Op-Ed: Back to School with Clean Air

School buses in your community and across the country travel a lot of miles. And that can mean a lot of air pollution.

Fortunately, we have the opportunity to significantly reduce pollution from buses and better protect the health of all those who ride them. The program, called Clean School Bus USA, further protects the quality of the air by using new technology to make exhaust from school buses much cleaner and also by eliminating unnecessary idling.

Since school buses are the safest way to transport kids to school, we also want to make them the healthiest way to get to school. By replacing or retrofitting older, dirty buses with new, cleaner buses, we can accomplish exactly that. This means cleaner air in our communities and healthier students in our schools.

Of course, replacing older buses with clean buses and clean technology isn't easy and it isn't cheap. That’s why EPA, in partnership with numerous organizations from the environmental, health, and business communities, along with many state and local officials, launched our Clean School Bus USA initiative.

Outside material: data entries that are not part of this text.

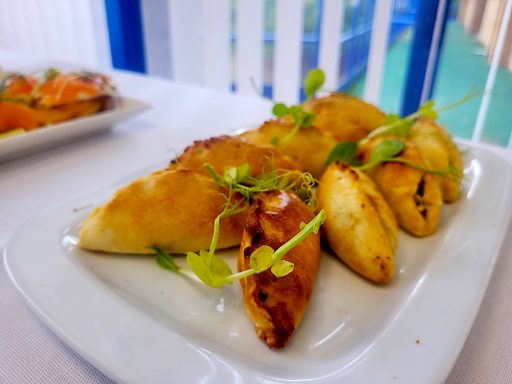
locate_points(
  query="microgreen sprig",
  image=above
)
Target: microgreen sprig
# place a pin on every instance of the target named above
(401, 126)
(218, 273)
(210, 268)
(302, 119)
(387, 151)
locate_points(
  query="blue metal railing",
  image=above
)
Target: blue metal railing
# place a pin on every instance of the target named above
(125, 25)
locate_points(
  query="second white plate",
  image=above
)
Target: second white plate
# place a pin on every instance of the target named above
(141, 324)
(57, 134)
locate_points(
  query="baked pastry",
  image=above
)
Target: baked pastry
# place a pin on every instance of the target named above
(228, 151)
(276, 305)
(310, 147)
(173, 210)
(439, 151)
(346, 118)
(359, 227)
(414, 195)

An important part of the program is to reduce the amount of time buses are idling. There’s no reason to let buses sit in the parking lot running when they’re not in use. That just pollutes the air and wastes fuel. That’s why EPA has set the goal of reducing school bus idling by an average of 30 minutes per bus per day by next year. That will not only reduce a lot of pollution, it will save 17 million gallons of diesel fuel a year.

Working together, using all the tools available to us, can really make a difference for the environment, and more importantly, for the students who ride these buses.

<> For more information visit the Clean School Bus USA webpage.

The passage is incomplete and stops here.